It’s hard to imagine a children’s television special that has seemingly affected the popularity and patronage of a consumer product line than A Charlie Brown Christmas. The special is perhaps one of the most loved animated children’s specials ever produced.
The TV series created by Charles M. Schulz was much sought after by the 1965 television audiences in a way no other children’s program had ever been. It was so successful that it boosted the career of cartoonist Charles Schulz to launch a merchandising empire that raked in $1 billion in sales annually.
The production of Aluminum Christmas trees
Artificial Christmas trees have existed in one form or another for nearly 150 years. In 1955, the Modern Coatings Company of Chicago obtained a patent for an aluminum Christmas tree which, after production, was quite expensive.

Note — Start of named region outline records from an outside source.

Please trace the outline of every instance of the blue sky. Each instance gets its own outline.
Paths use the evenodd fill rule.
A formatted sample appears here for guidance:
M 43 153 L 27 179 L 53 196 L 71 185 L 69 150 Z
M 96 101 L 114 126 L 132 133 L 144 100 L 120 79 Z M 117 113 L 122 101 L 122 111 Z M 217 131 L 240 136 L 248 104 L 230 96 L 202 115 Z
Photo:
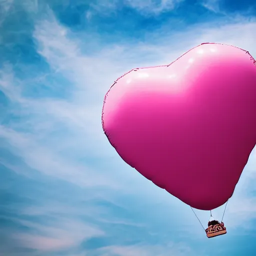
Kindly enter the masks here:
M 0 0 L 0 255 L 254 255 L 256 150 L 228 233 L 209 240 L 188 206 L 120 159 L 100 116 L 132 68 L 208 42 L 255 58 L 256 16 L 254 0 Z

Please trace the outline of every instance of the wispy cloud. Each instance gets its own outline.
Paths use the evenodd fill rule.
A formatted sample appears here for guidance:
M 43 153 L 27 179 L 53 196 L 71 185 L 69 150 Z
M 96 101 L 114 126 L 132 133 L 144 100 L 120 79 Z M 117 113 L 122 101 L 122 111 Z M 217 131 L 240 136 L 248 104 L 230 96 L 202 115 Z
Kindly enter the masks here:
M 128 0 L 125 4 L 145 15 L 156 15 L 172 10 L 178 2 L 161 1 L 156 4 L 154 1 Z M 118 1 L 102 1 L 94 8 L 116 12 L 116 4 Z M 10 117 L 3 119 L 0 126 L 1 148 L 18 156 L 20 162 L 4 154 L 0 155 L 0 162 L 10 172 L 36 184 L 34 186 L 42 186 L 36 192 L 34 188 L 30 192 L 28 186 L 23 192 L 23 196 L 36 200 L 36 205 L 4 206 L 8 214 L 20 214 L 10 216 L 12 220 L 27 228 L 9 229 L 8 238 L 20 248 L 46 254 L 66 249 L 66 254 L 62 255 L 68 256 L 78 256 L 80 251 L 89 256 L 200 255 L 188 242 L 166 242 L 178 236 L 190 241 L 192 234 L 200 241 L 204 234 L 189 207 L 128 166 L 108 144 L 101 126 L 104 96 L 126 72 L 170 63 L 202 42 L 234 44 L 256 56 L 255 20 L 236 17 L 228 24 L 204 22 L 172 34 L 163 26 L 157 32 L 146 32 L 145 41 L 128 38 L 102 44 L 100 34 L 90 42 L 81 39 L 79 33 L 58 21 L 50 8 L 48 10 L 43 18 L 36 18 L 32 35 L 36 53 L 47 64 L 47 72 L 42 74 L 32 70 L 28 78 L 21 78 L 16 66 L 2 64 L 0 90 L 8 99 L 6 114 Z M 90 51 L 86 50 L 88 45 Z M 47 94 L 33 90 L 40 90 L 42 84 Z M 60 94 L 51 94 L 49 91 L 54 91 L 56 85 Z M 65 90 L 68 93 L 63 96 L 61 92 Z M 228 202 L 224 220 L 233 230 L 242 224 L 246 230 L 254 218 L 256 159 L 253 152 Z M 38 180 L 42 184 L 38 186 Z M 56 183 L 50 185 L 46 180 Z M 10 186 L 12 193 L 15 192 L 13 188 L 18 190 L 20 186 Z M 6 190 L 10 189 L 6 188 Z M 66 194 L 63 188 L 68 191 Z M 214 214 L 221 218 L 223 210 L 222 206 Z M 174 216 L 177 212 L 178 216 Z M 196 212 L 206 223 L 208 212 Z M 32 220 L 28 220 L 30 218 Z M 173 234 L 174 222 L 179 226 Z M 129 227 L 137 228 L 136 234 Z M 154 232 L 161 240 L 152 245 Z M 102 242 L 94 254 L 79 247 L 96 237 L 108 239 L 108 246 Z M 122 240 L 118 239 L 120 238 Z M 134 238 L 139 242 L 132 240 Z M 68 248 L 78 247 L 79 252 L 68 254 Z M 34 254 L 23 255 L 40 255 Z

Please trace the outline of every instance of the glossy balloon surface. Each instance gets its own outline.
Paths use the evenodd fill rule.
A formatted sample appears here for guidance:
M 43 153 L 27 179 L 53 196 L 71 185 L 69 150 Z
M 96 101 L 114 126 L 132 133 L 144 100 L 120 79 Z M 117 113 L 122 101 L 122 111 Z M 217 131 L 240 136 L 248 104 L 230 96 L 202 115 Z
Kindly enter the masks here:
M 224 204 L 256 143 L 256 66 L 204 44 L 171 64 L 138 68 L 106 94 L 102 126 L 122 158 L 186 204 Z

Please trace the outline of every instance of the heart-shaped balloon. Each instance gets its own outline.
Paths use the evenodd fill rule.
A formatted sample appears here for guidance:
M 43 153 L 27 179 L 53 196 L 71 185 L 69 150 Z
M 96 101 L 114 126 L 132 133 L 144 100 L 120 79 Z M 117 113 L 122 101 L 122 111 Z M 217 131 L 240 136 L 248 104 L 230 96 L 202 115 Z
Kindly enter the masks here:
M 244 50 L 203 44 L 112 86 L 104 132 L 122 158 L 192 207 L 232 196 L 256 143 L 256 66 Z

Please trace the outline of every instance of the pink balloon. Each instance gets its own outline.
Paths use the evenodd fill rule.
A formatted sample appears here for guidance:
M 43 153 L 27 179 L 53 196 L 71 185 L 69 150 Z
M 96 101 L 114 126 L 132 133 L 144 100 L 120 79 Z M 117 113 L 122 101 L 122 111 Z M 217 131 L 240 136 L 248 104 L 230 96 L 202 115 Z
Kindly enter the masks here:
M 104 132 L 121 158 L 194 208 L 232 196 L 256 143 L 256 66 L 203 44 L 168 65 L 136 68 L 105 96 Z

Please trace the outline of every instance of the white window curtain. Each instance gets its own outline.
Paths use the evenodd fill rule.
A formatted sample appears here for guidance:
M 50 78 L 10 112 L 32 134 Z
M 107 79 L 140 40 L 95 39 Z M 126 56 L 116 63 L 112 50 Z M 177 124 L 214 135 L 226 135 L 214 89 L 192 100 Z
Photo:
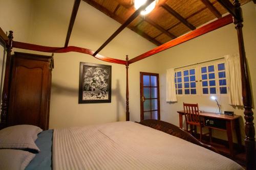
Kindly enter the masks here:
M 174 68 L 166 70 L 166 102 L 177 102 Z
M 239 55 L 225 56 L 227 82 L 229 86 L 229 102 L 231 105 L 242 106 L 242 83 Z

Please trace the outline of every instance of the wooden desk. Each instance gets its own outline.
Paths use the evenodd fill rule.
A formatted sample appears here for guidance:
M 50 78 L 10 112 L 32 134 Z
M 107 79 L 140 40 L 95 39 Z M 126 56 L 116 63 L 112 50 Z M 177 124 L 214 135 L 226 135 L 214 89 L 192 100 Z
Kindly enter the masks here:
M 183 118 L 182 116 L 184 115 L 184 111 L 178 111 L 177 112 L 179 113 L 179 117 L 180 120 L 180 128 L 182 129 Z M 229 149 L 229 153 L 231 156 L 234 156 L 233 151 L 233 136 L 232 134 L 232 128 L 234 127 L 236 129 L 236 133 L 237 135 L 237 138 L 238 139 L 238 144 L 239 149 L 241 148 L 242 140 L 241 138 L 240 128 L 239 127 L 239 119 L 241 116 L 233 115 L 229 116 L 225 114 L 218 114 L 211 112 L 200 112 L 199 113 L 200 117 L 203 119 L 204 126 L 211 128 L 214 129 L 217 129 L 227 132 L 227 138 L 228 140 L 228 147 Z M 216 121 L 225 122 L 225 127 L 216 127 L 212 126 L 205 125 L 205 120 L 210 119 Z

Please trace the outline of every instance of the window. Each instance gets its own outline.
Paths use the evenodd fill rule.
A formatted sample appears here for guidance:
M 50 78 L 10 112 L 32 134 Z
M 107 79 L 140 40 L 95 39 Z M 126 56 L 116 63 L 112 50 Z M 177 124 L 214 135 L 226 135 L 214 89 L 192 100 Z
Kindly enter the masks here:
M 225 64 L 210 62 L 182 68 L 175 72 L 178 95 L 209 95 L 227 93 Z

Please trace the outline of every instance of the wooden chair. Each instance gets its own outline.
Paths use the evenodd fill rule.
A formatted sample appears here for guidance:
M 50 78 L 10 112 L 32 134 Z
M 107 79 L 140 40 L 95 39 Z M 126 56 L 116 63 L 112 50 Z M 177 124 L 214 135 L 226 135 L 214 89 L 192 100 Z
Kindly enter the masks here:
M 188 104 L 183 103 L 184 113 L 186 119 L 186 130 L 188 131 L 188 125 L 189 125 L 191 133 L 193 133 L 193 129 L 195 132 L 197 133 L 197 127 L 199 126 L 200 129 L 200 141 L 202 141 L 202 128 L 203 127 L 203 123 L 200 120 L 199 116 L 199 110 L 198 109 L 198 104 Z M 194 127 L 195 126 L 195 128 Z M 210 142 L 211 142 L 211 129 L 209 128 L 209 133 L 204 135 L 209 134 Z

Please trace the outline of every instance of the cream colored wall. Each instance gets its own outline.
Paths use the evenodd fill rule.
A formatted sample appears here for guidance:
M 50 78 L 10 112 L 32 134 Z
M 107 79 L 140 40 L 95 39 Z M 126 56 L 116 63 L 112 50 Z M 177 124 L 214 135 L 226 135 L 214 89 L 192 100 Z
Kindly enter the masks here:
M 256 74 L 254 74 L 256 72 L 255 6 L 252 2 L 242 6 L 244 18 L 243 32 L 245 51 L 251 76 L 251 89 L 254 96 L 256 96 Z M 225 55 L 238 52 L 236 30 L 234 25 L 230 24 L 157 54 L 158 64 L 157 72 L 160 74 L 161 119 L 179 126 L 177 111 L 183 110 L 183 102 L 198 103 L 200 109 L 204 111 L 215 112 L 218 110 L 216 103 L 212 101 L 209 96 L 178 96 L 178 102 L 166 103 L 165 89 L 167 69 L 221 58 Z M 243 116 L 242 108 L 233 107 L 228 104 L 228 98 L 227 95 L 219 96 L 218 98 L 222 111 L 233 111 L 235 114 Z M 253 105 L 256 106 L 255 100 L 253 101 Z M 253 109 L 253 111 L 255 114 L 255 109 Z M 241 119 L 240 123 L 242 136 L 244 138 L 244 119 Z M 254 123 L 255 123 L 255 119 Z M 183 127 L 185 125 L 183 122 Z M 227 139 L 224 132 L 215 131 L 213 135 Z
M 73 4 L 72 1 L 33 1 L 30 42 L 43 45 L 63 46 Z M 120 23 L 82 1 L 69 45 L 96 51 L 120 26 Z M 125 29 L 100 54 L 125 60 L 126 55 L 134 57 L 155 47 L 147 40 Z M 125 120 L 124 65 L 106 63 L 91 56 L 77 53 L 55 54 L 54 58 L 50 128 Z M 111 103 L 78 104 L 80 62 L 112 66 Z M 155 58 L 152 57 L 130 67 L 132 120 L 139 119 L 140 117 L 139 71 L 155 71 L 156 62 Z

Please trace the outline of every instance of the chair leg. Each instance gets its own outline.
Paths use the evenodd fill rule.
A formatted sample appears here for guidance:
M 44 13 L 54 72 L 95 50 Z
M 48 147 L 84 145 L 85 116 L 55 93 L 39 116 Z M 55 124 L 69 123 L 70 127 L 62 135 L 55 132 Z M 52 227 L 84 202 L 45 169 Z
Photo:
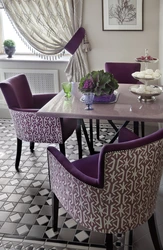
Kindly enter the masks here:
M 97 140 L 100 139 L 100 120 L 96 120 L 96 136 Z
M 59 149 L 60 149 L 60 151 L 61 151 L 61 153 L 62 153 L 63 155 L 66 155 L 65 144 L 64 144 L 64 143 L 59 144 Z
M 159 236 L 155 214 L 153 214 L 151 218 L 148 220 L 148 227 L 155 250 L 162 250 L 163 246 Z
M 22 152 L 22 140 L 17 138 L 17 152 L 16 152 L 16 160 L 15 160 L 15 169 L 17 172 L 19 172 L 21 152 Z
M 76 128 L 76 137 L 77 137 L 77 142 L 78 142 L 79 159 L 81 159 L 82 158 L 82 136 L 81 136 L 81 125 L 80 125 L 79 120 L 78 120 L 78 125 Z
M 56 232 L 58 229 L 58 208 L 59 200 L 52 192 L 52 227 L 54 232 Z
M 132 250 L 133 230 L 129 232 L 128 250 Z
M 30 151 L 31 151 L 31 153 L 34 152 L 34 147 L 35 147 L 35 143 L 34 142 L 30 142 Z
M 113 250 L 113 235 L 112 234 L 106 234 L 105 246 L 106 246 L 106 250 Z
M 145 135 L 145 123 L 141 122 L 141 136 L 144 137 Z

However, in December 1958, the toy sales manager of the Aluminum Specialty Company, Tom Gannon, spotted one of the Modern Coatings trees at a Ben Franklin store in Chicago. Gannon bought the tree and took it to Aluminum Specialty’s headquarters in Manitowoc, Wisconsin. The company redesigned the tree to include foil needles at a cheaper production cost of less than $12.
The Aluminum Specialty tree was unveiled at the American Toy Fair in March 1959. It was an immediate success as orders poured in, with all 10,000 trees it produced sold for around $25 each. The company’s progress was the beginning of the growth of the aluminum Christmas tree market.
An idea from ‘A Charlie Brown Christmas’ destroyed the Aluminum Christmas Trees Market
A lot of the message passed across in A Charlie Brown Christmas was at the expense of the aluminum tree industry. This is particularly seen in a part of the animation where Charlie Brown reveals that he is worried about the true meaning of Christmas, and Lucy, another character, replies, “Let’s face it. We all know that Christmas is a big commercial racket. It’s run by a big eastern syndicate, you know.”
The dialogue between the two characters, which was meant to be a joke, became the turning point for millions of Americans who reflected and began to question their traditional Christmas value. Also, another instance came on the TV special where Charlie Brown and Linus, in their search for the perfect Christmas tree, were met with a cold display of aluminum trees. Charlie chose a fresh Christmas tree instead of the metallic version. “This little green one here seems to need a home,” he tells Linus.
Charlie Brown’s choice of a natural Christmas tree ultimately led to the decline of the aluminum version because his tree was a representation of the lost value of an American Christmas.
The Aluminum Christmas Tree Market crashed
The public reception and critical response to A Charlie Brown Christmas movie were all-encompassing, leading to the gradual death of the aluminum Christmas tree manufacturing companies as it became evident that they were no longer needed.
While the company was downsizing, a business group came up with the idea of new plastic trees with lifelike polyethylene needles and pumped their product into the market. People chose the plastic Christmas tree over the aluminum, and this marked the end of the aluminum tree market.